Lei continua a chiedermi quel che credo o non credo. Le cose per un magistrato vanno verificate, dimostrate. Su questa vicenda non è vero che nel 2011 qualcuno ha mai agito per far "ritrattare" il Lo Giudice come, invece, ha titolato suggestivamente il Corriere della Sera su questo punto. Come è dimostrato dall'arresto della persona accusata di averlo calunniato. Quindi una cosa molto diversa rispetto ai tentativi di far ritrattare di Lo Giudice. Siamo di fronte ad un ventaglio di ipotesi tutte da verificare. Spesso voi giornalisti vi appassionate alla credibilità dei collaboratori, che chiamate pentiti. Così la discussione si sposta sulle loro coscienza invece che sulla verifica scrupolosa attraverso fatti, circostanze, riscontri di quel che dicono. Lo so che lo si fa in buona fede perché così trovate più ascolto tra chi vi legge e i titoli escono meglio. Ma questo spesso si risolve in un depistaggio, sia pure involontario. Si immagini cosa accadrebbe se di fronte ai memoriali di Lo Giudice tutto si risolvesse sulla sua credibilità o falsità invece di andare a controllare e verificare il contenuto delle cose che fin dall'inizio ha detto. C'è il rischio che la tesi del complotto sposti l'attenzione dalla necessità di tutte le verifiche.
Non crede che - da qualsiasi parte la si guardi – questa storia abbia sostanzialmente rafforzato la 'ndrangheta, che vive sulla scarsa fiducia della gente nelle Istituzioni?
Sì. E' così. Chi questa storia l'ha scatenata – l'ho già detto da tempo – ha questa responsabilità. Che non è lieve e, purtroppo, è una ferita che non si rimarginerà in fretta.
Come è cambiata la sua vita da quando è partita la sua vicenda giudiziaria e mediatica?

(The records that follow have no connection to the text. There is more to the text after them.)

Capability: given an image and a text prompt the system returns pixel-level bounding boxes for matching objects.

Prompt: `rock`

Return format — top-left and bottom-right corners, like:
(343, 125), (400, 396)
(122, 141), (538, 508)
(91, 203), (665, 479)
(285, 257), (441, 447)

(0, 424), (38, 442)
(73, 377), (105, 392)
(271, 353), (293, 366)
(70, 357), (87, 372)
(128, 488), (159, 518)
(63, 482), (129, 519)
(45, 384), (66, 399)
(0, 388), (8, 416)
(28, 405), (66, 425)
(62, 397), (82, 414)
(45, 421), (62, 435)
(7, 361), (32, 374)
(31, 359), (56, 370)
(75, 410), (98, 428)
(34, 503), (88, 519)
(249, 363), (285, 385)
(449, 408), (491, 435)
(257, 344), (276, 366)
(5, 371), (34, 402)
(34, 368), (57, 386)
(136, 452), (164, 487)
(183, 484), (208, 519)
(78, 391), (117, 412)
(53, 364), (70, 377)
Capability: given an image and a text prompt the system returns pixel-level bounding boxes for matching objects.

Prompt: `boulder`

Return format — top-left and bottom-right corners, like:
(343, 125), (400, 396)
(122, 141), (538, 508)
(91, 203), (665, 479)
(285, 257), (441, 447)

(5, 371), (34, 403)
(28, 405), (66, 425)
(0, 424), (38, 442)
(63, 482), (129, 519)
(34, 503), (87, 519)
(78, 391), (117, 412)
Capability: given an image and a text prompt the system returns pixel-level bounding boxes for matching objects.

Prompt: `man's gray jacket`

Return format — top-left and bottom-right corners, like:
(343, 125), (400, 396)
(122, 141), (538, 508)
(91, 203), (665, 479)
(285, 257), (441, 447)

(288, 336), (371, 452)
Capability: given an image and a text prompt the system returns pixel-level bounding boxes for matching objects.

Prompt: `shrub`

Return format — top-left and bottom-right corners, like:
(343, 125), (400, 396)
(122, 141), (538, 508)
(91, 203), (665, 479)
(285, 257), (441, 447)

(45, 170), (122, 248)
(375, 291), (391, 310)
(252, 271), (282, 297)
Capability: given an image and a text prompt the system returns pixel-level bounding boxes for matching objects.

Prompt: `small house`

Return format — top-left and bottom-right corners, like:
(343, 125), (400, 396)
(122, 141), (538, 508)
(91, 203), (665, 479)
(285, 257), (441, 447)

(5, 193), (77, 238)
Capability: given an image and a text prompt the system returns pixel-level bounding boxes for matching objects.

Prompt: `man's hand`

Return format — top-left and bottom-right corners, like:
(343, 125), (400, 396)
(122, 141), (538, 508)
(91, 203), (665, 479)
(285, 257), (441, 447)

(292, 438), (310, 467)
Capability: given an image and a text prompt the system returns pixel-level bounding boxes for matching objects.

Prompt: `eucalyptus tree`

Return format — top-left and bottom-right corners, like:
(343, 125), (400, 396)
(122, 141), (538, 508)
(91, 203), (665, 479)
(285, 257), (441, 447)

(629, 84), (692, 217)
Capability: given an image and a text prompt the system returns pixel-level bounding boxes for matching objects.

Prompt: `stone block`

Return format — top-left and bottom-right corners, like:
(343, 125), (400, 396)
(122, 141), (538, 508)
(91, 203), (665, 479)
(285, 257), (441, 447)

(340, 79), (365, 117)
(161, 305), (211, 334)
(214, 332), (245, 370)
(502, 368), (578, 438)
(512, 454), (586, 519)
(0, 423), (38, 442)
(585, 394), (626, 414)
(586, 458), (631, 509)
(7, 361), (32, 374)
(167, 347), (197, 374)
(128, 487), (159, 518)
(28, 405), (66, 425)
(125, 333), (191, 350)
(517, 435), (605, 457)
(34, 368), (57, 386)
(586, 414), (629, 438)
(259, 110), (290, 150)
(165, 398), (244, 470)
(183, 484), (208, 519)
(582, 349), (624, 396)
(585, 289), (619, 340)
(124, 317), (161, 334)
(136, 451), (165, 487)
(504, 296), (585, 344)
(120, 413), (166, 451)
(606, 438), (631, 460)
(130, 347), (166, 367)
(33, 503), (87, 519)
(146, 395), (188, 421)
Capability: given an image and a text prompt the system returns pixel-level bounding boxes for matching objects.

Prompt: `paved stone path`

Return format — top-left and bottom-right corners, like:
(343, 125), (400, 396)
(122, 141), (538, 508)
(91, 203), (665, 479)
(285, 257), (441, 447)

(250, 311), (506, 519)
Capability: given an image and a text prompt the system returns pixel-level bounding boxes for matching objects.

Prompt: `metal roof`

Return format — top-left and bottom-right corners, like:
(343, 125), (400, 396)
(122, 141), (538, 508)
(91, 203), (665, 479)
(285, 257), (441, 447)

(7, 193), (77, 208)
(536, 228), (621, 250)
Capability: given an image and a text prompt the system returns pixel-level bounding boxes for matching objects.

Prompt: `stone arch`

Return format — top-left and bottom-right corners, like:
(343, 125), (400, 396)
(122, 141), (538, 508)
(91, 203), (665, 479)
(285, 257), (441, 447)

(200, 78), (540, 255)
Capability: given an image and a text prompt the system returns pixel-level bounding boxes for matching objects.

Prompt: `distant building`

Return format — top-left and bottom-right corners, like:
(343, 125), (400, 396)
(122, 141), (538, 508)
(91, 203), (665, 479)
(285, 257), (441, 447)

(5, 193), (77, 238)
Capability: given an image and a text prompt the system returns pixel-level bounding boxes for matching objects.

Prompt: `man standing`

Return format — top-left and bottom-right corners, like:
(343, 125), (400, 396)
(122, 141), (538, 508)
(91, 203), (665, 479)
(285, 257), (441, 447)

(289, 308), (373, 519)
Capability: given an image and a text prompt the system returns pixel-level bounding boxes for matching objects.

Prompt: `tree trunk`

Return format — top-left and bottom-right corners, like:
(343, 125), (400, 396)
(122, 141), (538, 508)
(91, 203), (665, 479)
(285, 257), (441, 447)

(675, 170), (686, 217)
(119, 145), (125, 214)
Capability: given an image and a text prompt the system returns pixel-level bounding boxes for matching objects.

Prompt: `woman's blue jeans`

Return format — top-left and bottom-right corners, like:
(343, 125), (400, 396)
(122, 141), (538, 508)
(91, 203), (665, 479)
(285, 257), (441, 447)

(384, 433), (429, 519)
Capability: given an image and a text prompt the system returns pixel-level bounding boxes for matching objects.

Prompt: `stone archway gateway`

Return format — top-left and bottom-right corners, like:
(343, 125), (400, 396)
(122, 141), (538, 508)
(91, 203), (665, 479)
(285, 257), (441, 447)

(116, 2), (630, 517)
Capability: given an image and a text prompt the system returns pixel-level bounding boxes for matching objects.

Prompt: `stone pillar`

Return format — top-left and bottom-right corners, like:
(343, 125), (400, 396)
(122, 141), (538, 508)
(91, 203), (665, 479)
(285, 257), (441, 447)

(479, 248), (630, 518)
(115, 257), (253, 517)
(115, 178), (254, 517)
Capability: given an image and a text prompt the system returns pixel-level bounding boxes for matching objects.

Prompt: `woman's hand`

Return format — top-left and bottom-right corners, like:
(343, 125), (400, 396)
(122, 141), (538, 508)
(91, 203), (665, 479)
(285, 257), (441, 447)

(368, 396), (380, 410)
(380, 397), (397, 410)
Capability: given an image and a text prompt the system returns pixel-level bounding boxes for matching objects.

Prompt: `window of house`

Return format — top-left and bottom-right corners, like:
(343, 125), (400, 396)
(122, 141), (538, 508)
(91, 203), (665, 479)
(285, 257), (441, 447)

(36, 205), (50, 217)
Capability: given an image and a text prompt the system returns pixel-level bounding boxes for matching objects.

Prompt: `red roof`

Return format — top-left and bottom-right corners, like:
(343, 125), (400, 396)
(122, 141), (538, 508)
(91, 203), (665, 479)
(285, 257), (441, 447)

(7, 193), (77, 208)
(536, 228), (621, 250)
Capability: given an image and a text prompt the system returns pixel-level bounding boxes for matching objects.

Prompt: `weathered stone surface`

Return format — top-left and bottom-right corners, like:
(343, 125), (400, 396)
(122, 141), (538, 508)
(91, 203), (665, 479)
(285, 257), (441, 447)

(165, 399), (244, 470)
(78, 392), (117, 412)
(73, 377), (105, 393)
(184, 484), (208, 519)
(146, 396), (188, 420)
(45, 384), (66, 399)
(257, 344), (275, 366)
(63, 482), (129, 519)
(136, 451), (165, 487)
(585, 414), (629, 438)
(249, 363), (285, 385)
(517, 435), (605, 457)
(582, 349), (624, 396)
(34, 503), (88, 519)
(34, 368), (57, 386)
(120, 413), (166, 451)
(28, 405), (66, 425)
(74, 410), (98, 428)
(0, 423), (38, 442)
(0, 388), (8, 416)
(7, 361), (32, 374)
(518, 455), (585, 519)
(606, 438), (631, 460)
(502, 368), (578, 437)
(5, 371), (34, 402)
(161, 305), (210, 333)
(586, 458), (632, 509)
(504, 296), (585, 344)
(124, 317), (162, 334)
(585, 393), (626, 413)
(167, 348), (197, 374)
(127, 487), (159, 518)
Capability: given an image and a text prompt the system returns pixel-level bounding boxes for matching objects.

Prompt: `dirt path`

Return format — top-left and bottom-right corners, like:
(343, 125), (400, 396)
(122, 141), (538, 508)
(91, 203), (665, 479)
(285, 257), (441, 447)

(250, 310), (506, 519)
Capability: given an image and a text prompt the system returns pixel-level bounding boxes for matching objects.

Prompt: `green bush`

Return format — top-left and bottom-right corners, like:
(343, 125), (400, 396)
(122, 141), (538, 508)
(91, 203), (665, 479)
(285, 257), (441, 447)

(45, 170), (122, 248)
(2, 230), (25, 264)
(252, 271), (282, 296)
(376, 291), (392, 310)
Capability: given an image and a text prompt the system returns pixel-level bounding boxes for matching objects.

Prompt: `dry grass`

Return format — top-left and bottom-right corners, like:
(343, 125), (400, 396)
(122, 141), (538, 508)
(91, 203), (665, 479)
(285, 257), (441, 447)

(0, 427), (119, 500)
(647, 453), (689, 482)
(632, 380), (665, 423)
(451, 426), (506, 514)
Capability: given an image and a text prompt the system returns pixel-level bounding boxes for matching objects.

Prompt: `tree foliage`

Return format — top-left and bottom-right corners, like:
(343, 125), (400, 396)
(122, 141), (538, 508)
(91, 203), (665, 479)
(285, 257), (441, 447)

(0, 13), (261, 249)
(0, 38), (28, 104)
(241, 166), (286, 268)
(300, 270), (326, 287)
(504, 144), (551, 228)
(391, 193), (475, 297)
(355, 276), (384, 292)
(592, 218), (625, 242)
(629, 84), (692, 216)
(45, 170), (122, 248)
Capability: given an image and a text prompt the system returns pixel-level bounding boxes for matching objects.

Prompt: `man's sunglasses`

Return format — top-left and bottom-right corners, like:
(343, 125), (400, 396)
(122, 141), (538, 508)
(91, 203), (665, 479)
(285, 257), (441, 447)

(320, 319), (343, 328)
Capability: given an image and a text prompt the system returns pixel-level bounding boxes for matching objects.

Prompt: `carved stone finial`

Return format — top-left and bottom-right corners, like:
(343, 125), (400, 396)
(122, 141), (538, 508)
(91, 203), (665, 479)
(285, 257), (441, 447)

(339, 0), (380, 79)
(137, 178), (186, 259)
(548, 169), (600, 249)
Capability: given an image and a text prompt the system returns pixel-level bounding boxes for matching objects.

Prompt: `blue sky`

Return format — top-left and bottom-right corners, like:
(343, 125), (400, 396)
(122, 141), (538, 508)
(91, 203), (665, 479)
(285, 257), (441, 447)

Continuo a lavorare lo stesso numero di ore di prima. Con la stessa passione. Certo, con molta amarezza sotto. A Tivoli, dove tutti mi hanno accolto in un modo magnifico, cerco di dare tutta la mia esperienza e la mia correttezza. Non mi risparmio. Poi ci sono le cause, i procedimenti, la fatica e il tempo che tutto quel che è capitato mi toglie anche per cose importanti. Ma non ho mai tollerato le lamentele.
A proposito di media. Vorrei un suo parere su come giornali e giornalisti hanno gestito la sua vicenda e quelle che ruotano attorno alla figura di Nino Lo Giudice. Considera la stampa manipolata dall'una o dall'altra parte?
Se mi sta chiedendo se ci sono giornalisti-fantoccio che scrivono attentamente quel che gli viene dettato, la mia risposta è no. Magari qualcuno ci sarà, ma il segno è un altro. Quel che mi preoccupa è la guerra tra giornali e giornalisti per arrivare primi sulla notizia e, per arrivare primi, molto spesso non si va molto per il sottile. In questo senso trovo ci sia una pericolosa disponibilità di giornalisti e giornali a diventare funzionali alle fonti, anche quelle improprie, assecondandone i progetti. E' un problema su cui su cui c'è un'attenzione crescente tra giornalisti, magistrati e pubblica opinione.
Si è opposto all'archiviazione nei suoi confronti per corruzione in atti giudiziari, perché vuole che la verità possa emergere in aula. Quali saranno i prossimi passaggi della sua vicenda?
La mia vicenda, quella per cui sono finito sui giornali, è chiusa. Lo ha stabilito un decreto di archiviazione contro cui mi sono opposto perché pretendo da parte della giustizia maggiore trasparenza. Tutto il resto mi sembra molto legato, tranne per chi è in mala fede, alle conseguenze di quel fatto centrale o a strascichi che il vento spazzerà restituendo un paesaggio limpido. Non ho dubbi su questo. E allora tireremo tutti un sospiro di sollievo.